Pierre-Charles Le Sueur: (1672-1704)
     He was the son of Victor LeSueur & Anne Honneur and married Marguerite Messier St.Michel (daughter of Michel Messier & Marie-Anne Lemoine/LeMoyne) at Boucherville, Chambly, Quebec in 1690. Their children were: Marie-Anne (b.1693, Montreal), Louise-Marguerite (b.1694, Montreal), Marie (b.1796, Montreal), Jean-Paul & Marguerite (b.1699, Montreal)(m.Nicolas Chauvin, sieur de La Freniere about 1724, Mobile, Alabama).
     Marguerite was familiar with the fur trade, having a father (he had been with LaSalle and Tonty in 1680) & a brother (Rene Messier Duchene) whom had been in the far west and a sister, Jeanne who was married to an important man in the business, Ignace Hebert. The success the family enjoyed, most likely, came from Marguerite's uncle, Charles Le Moyne, sieur de Longueuil, who was instrumental in developing the fur commerce in New France and his sons who were instrumental in reducing the British threat in North America and expanding the trade for New France.

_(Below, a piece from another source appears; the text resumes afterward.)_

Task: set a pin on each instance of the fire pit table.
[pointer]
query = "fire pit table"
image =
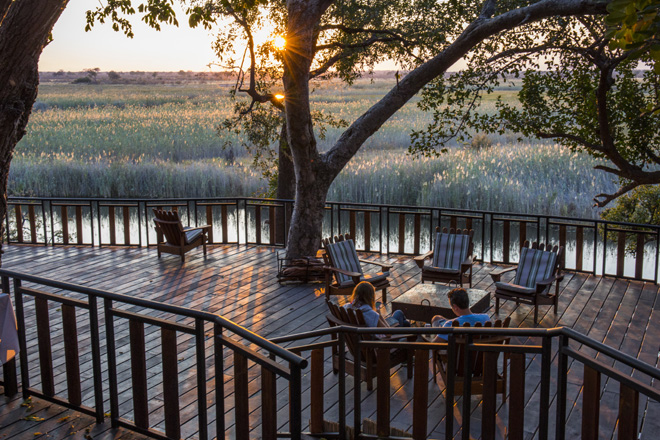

     Before 1681, Pierre was in the western Great Lakes trading and at Sault Ste.Marie with Jesuit Father Pierre Bailloguet. In 1681 he was released from jail in Montreal for his activities and charged with trading illegally, but by 1683 he was with a convoy of 15 canoes from Montreal to Green Bay and the Mississippi. He was assisting Nicolas Perrot at Fort Antoine, (lower Lake Pepin on the Mississippi) when Perrot ceremonially took possession of the Mississippi's headwaters for France in May of 1689. In 1693 Pierre is sent west by Louis de Buade, Comte de Frontenac (Gov.General of New France) to establish forts about Lake Superior and peace between the native tribes. By 1695 he was commanding a fort at Chequamegon (Lapointe) & had establish another on the Brule-St.Croix Rivers route, the previous year. Now he was erecting another on an island of the Mississippi, 200 leagues above the Illinois River. In mid-July of 1695, he returned to Montreal with Chiefs of two native tribes (Ojibwe & Dakota) and five other Frenchmen.
     The later years of the 1690's, Pierre spent on at least two trips to France (on one trip he was captured at sea & spent the summer of 1697 as a British prisoner). On his return trip from France in 1699, he accompanied his wife's cousins (Pierre LeMoyne sieur d'Iberville, Jean Bte.LeMoyne sieur de Bienville & Antoine LeMoyne de Chateaugue) on their mission to permanently establish the claim of LaSalle, for France at the mouth of the Mississippi.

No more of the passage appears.